Ouch. You probably read the recent write up on Medstar Washington Hospital Center that describes what sound like terrible conditions and performance. (If you didn't, click the link on the bottom of the write up!)
Take a minute and think of those conditions: recent financial shortfalls, staffing cut to the bone, sewage running into the ORs...and the article's author wonders whether "financial penalties" should exist for centers that don't perform well.
How would a financial penalty impact an already financially troubled hospital? Is there something else to try first?
As usual, an important remedy for poor performance includes a re-framing of the situation. Coming at this poor performance with knowledge about the Cost of Poor Quality (COPQ) is an important start to begin the healing of a broken system. It helps see the waste and the issues. It instructs the hospital team that it's actually losing a lot more by having such poor quality.

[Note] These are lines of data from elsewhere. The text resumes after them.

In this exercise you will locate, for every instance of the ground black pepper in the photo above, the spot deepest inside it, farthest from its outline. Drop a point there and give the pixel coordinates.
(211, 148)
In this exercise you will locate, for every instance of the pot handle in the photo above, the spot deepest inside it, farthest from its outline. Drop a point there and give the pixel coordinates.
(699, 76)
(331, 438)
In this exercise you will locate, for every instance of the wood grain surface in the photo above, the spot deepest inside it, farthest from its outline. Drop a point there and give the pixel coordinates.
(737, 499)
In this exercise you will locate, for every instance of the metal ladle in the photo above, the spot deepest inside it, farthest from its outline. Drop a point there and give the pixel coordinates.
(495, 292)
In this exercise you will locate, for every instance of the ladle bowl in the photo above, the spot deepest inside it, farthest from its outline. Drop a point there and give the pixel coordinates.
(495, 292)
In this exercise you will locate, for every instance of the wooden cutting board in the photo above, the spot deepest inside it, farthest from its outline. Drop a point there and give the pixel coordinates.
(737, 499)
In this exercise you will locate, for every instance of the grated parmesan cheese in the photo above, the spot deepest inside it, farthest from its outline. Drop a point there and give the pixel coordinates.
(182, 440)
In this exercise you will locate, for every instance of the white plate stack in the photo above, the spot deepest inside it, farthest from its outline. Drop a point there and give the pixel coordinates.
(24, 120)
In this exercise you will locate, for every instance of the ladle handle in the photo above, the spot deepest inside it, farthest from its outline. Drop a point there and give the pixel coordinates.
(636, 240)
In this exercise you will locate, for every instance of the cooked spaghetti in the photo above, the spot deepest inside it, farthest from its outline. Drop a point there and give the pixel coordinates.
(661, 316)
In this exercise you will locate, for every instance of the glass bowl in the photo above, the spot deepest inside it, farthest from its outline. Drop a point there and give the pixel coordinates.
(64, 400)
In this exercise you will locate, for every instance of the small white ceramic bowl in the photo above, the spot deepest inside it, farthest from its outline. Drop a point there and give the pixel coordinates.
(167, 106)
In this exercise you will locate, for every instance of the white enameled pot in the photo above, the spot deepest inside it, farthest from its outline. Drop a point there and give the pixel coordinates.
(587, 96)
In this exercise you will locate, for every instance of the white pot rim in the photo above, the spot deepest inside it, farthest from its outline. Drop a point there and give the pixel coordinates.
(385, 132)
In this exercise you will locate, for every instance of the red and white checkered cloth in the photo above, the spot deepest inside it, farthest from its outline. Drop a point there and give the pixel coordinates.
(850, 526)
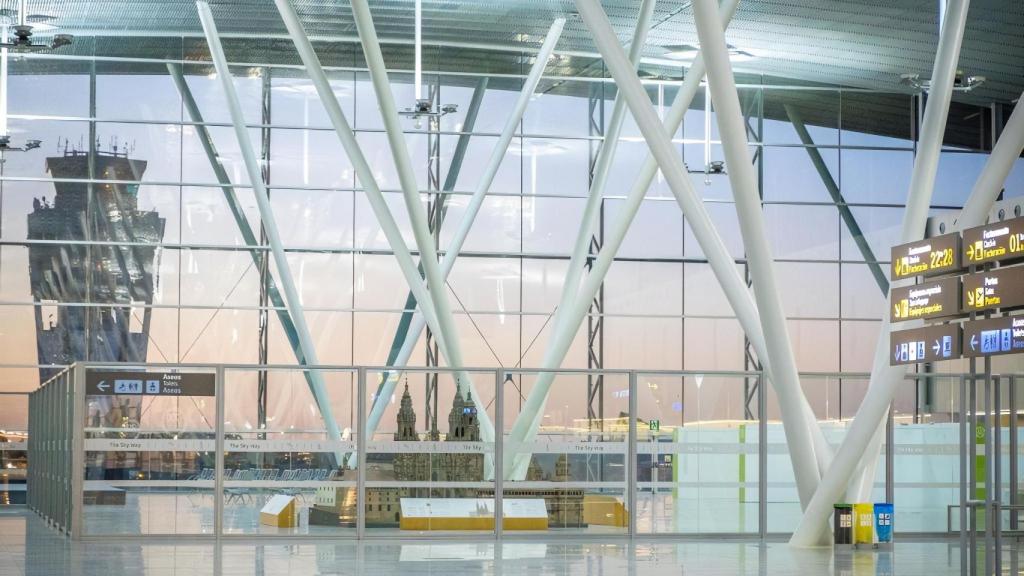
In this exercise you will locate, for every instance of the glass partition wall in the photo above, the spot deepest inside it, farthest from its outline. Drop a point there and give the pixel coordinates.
(434, 452)
(123, 186)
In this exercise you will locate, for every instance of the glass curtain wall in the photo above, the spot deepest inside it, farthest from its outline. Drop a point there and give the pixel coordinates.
(119, 243)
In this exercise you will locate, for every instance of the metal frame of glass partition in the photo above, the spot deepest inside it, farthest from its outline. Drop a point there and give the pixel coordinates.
(631, 456)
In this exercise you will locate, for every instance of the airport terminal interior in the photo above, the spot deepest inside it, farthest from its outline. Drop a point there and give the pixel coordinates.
(596, 287)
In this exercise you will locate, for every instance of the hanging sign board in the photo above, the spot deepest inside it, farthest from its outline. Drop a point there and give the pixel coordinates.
(994, 243)
(931, 299)
(150, 383)
(930, 343)
(939, 254)
(1000, 288)
(993, 336)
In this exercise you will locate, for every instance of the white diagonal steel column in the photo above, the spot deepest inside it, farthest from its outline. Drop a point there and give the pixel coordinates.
(993, 174)
(605, 157)
(411, 193)
(744, 192)
(975, 212)
(372, 190)
(472, 209)
(721, 261)
(885, 378)
(292, 297)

It frames problems with patient care as an impact on the hospital's bottom line. Reviewing the situation like that often helps everyone see the needed changes, and get them done.
So the COPQ often links issues the healthcare providers feel (problems with the provision of care) directly to the hospital's financial performance...that's useful!
To physicians and other caregivers, the COPQ sometimes doesn't resonate so much at first because it's a measurement in dollars rather than other metrics like health outcomes.
However, with time, even the direct caregivers come to understand that the COPQ is a measure of waste...so what if the particular units are in dollars? That only helps them demonstrate to hospital administration the challenges they routinely feel!
Perhaps just as important is the focus on process in addition to outcome. In the article, one important take-away is a Medstar Official's focus that "it's really all about the outcomes". Yes, outcomes are key, but focusing on only the outcomes (paradoxically) doesn't get you there.
Just like in baseball, and golf, swinging correctly and focusing on the process helps the outcome immeasurably.
Lean, Six Sigma, and the tools of process control do just that.
In short, the Medstar Washington Hospital center article highlights a tough situation, and the need to learn some tools, use them, and begin the repairs.
It's something we should want to assist them with rather than raising arms to insist on penalizing an already troubled system!
Argyros, who says the hospital is on a "high reliability journey," confirmed the four retained foreign objects and said they included a sponge, a rubber retractor, a piece of a catheter and a "tiny piece" of a drill bit. "We need to accept no less than no patient harm," Argyros said in a recent interview at the hospital. "It's really all about the outcomes. If outcomes are not good, we haven’t met the mission."